You have a leftist Workers’ Party that probably won’t act as radical as its rhetoric, but people in other countries will read the rhetoric. We have seen throughout Latin America growing restiveness because of the inability of the economies to prosper. There’ve been questions about freeing trade and frustration that reforms haven’t really paid off in the way people hoped they would. This may send a message to the rest of Latin America that it’s OK to elect a leftist president. That would make Wall Street and the Bush administration nervous.

What does Lula’s election mean to the future of free trade?

There’s the long-term goal of creating a free trade agreement throughout the Western Hemisphere, which is supposed to be done by 2005. I know nobody in Washington, except the negotiators, who believe that can happen. If things go from bad to worse in Latin America countries won’t even want to consider this. Lula has criticized the free trade for the Americas plan, but he hasn’t said he won’t talk about it. Brazil has always been the sticking point for free trade in the Americas and the Bush administration will have to address Lula’s concerns.

Is Lula a real populist, or has he moved the center?

I think he is a real populist. He’s run for president before and learned from it. In this modern media age he has modulated his public image and his public rhetoric. He demonstrates sensitivity to the constraints the government is going to be under in its ability to spend. Just this week he’s announced a new feeding program to help the hungry. That’s going to cost money and he hasn’t announced how he’ll pay for, but he has admitted the country can’t go on a spending spree.

With constraints like that, can Lula stick to his populist agenda?

It’ll be very difficult. His party only won 91 seats out of 513 in the lower house of the congress. It’s not as if he translated the overwhelming support for him into support for his party in congress. He’ll have to deal with the variety of interests represented in the congress and this will naturally constrain some of his populist tendencies.

Why was Lula so successful when his party wasn’t?

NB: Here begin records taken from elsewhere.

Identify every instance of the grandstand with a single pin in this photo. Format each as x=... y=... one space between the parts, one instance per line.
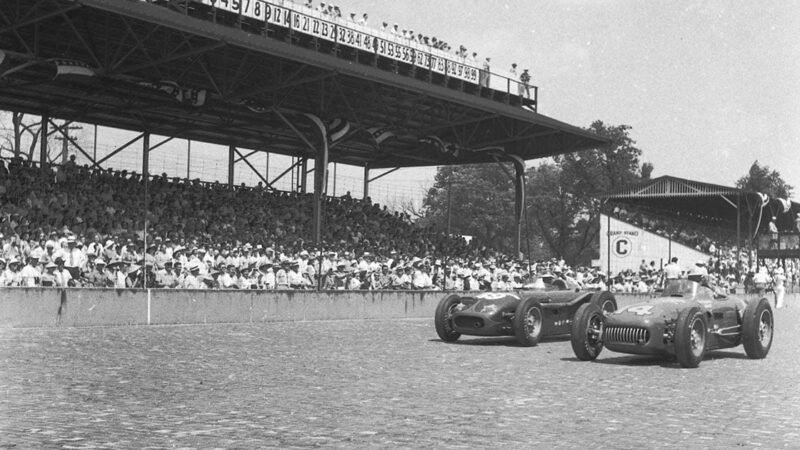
x=669 y=216
x=256 y=80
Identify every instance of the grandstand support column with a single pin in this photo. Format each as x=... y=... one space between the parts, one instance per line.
x=366 y=180
x=320 y=183
x=145 y=154
x=303 y=170
x=231 y=162
x=738 y=229
x=43 y=137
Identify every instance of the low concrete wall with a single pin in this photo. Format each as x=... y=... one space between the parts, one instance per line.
x=48 y=307
x=45 y=307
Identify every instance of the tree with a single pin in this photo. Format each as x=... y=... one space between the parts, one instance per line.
x=564 y=197
x=562 y=203
x=12 y=139
x=473 y=200
x=762 y=179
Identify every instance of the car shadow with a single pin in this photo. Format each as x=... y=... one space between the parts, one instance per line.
x=508 y=341
x=667 y=362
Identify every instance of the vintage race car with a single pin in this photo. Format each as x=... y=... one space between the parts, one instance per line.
x=526 y=315
x=688 y=320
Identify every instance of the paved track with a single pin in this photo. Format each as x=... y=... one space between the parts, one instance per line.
x=379 y=384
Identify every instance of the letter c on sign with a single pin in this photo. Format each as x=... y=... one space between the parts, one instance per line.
x=621 y=247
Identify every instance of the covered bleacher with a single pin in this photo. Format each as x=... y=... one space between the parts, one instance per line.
x=725 y=223
x=190 y=70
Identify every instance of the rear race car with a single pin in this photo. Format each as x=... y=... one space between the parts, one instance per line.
x=528 y=316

People are fed up with the frustrating financial situation in Brazil. I say frustrating because Brazil is not Argentina–this is not an economic basket case. But I think there’s a sense of frustration with the conditions there and a frustration with the establishment. The people may have said, “Let’s give power to a guy who’s different, who we’ve rejected a few times but who’s cleaned up his act a bit.” Lula’s not frightening, he doesn’t talk or dress like a radical and he is a bit older and more mature. The combination of these things may have given him his huge success.

Still, Lula has in the past called for a default on Brazil’s foreign debt and his party has promised to reduce what it calls Brazil’s subservience to foreign interests. Will he now be wary of such calls?

He will be particularly cautious about the former statement: about defaulting on the loans, because that is a real possibility even if he doesn’t want to default. They may be forced. He’s probably smart enough to realize that if this is going to happen anyway he won’t want to be blamed for it. To work their way out of the problem without help, Brazil would need 4 percent growth, lower interest rates and a stronger currency. The possibility of those financial stars coming into alignment at once is highly unlikely. So he’s toned down his image and quieted the rhetoric a bit.

With so many challenges in places, what does Lula have to do to calm investors’ fears?

He is now working with the outgoing government. They have a long transition much like [the United States], which is probably not helpful. He doesn’t go into power until January, so we could be having this conversation in December because we still wouldn’t know the answers to these questions. He can appoint 50 liaison people to work with the outgoing administration to send a strong message to the Brazilian business community. What he desperately doesn’t need is for Brazilian investors to flee. He needs to send a message that says he has the transition in hand. The outgoing administration would do the right thing by Brazil and by history if they take certain steps on themselves to make some of the painful decisions before Lula comes to power.